By paying attention to the small things – the wholesomeness of the daily bread, the source and state of the water, the seemliness of one’s shelter, and the well-being of all the human and more-than-human lives around us – we may be led to practice simplicity and harmlessness in tangible ways, to “be the change one wishes in the world,” as Gandhi taught. This is not to premise a life on renunciation, abstinence, and deprivation, but to enjoy, as did Epicurus and his followers, the freedom in simplicity.
After spending the first half of my adult life trying to do my bit for the macrocosm, I find myself now addressing the microcosm of my own home and the life within. Just for now, I want to sit in the garden, savor my life and my solitude, do my work, and be a good friend. One afternoon as I was sweeping my house, it occurred to me that having a philosophy really can be a help. As I rhythmically swept the sand and ash and hair and lint and leaf-legged wood bug carcasses into neat little accumulations for the dustpan, it also occurred to me that my willingness to be behind the times has been both a cause and an effect of philosophy. A keystone of mine is that life forms and life places have moral standing on par with that of any human being. The deep questioning fundamental to such a philosophy helps one to distinguish between needs and wants and to minimize those that entail getting and spending.

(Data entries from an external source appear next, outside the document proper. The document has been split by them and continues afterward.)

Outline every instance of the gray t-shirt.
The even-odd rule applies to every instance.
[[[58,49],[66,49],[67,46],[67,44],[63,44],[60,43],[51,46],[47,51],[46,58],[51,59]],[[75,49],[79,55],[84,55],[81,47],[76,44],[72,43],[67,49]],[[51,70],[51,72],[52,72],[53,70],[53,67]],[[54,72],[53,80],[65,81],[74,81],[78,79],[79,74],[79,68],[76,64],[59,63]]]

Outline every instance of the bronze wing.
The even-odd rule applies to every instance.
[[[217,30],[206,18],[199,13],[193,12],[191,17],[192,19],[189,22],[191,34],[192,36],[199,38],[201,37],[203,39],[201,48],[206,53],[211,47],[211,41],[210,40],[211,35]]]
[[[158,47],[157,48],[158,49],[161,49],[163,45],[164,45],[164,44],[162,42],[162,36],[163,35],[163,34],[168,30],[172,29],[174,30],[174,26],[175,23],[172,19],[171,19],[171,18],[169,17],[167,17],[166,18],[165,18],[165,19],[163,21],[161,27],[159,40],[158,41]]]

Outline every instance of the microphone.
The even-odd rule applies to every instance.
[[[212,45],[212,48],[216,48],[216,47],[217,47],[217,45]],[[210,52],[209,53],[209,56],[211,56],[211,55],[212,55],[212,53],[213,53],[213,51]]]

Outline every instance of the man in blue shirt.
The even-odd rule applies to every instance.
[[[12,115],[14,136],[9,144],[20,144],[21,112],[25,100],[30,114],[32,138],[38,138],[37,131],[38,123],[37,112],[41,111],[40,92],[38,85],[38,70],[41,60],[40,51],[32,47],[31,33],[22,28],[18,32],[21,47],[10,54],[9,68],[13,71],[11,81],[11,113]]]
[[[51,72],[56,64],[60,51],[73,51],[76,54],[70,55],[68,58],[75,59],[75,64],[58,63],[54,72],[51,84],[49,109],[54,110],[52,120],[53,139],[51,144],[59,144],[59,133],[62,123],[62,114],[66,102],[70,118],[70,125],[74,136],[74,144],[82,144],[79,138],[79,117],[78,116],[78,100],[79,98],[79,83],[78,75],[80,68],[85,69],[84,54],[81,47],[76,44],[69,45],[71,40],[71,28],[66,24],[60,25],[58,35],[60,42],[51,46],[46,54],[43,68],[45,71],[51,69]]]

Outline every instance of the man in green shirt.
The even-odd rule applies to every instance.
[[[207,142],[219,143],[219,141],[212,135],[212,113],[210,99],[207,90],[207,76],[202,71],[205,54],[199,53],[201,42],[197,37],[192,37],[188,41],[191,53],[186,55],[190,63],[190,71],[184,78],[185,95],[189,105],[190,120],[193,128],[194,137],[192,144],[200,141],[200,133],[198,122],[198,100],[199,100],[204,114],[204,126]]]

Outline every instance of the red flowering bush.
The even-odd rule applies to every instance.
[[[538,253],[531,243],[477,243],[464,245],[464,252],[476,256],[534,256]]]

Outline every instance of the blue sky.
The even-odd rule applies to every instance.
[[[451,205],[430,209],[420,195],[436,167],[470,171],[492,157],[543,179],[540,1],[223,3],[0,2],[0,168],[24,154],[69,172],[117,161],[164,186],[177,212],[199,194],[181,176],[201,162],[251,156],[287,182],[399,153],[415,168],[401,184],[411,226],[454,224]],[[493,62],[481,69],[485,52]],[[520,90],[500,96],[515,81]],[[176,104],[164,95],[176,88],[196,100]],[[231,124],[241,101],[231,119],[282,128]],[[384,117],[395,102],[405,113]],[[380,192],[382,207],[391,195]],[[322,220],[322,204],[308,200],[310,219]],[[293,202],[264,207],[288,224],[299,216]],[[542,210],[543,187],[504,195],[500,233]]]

Having a sweeping philosophy, being able to spend an hour tidying with a broom, a technology that hasn’t changed much in several thousand years, and doing so in a handmade home, which I can see no reason to leave until the day I go feet-first, feel like such blessings! And enjoying the least things – a chill glass of water, a moment of play with the cat, the sight of sunlight caught in the frost spangling locust twigs – is a form of prayer.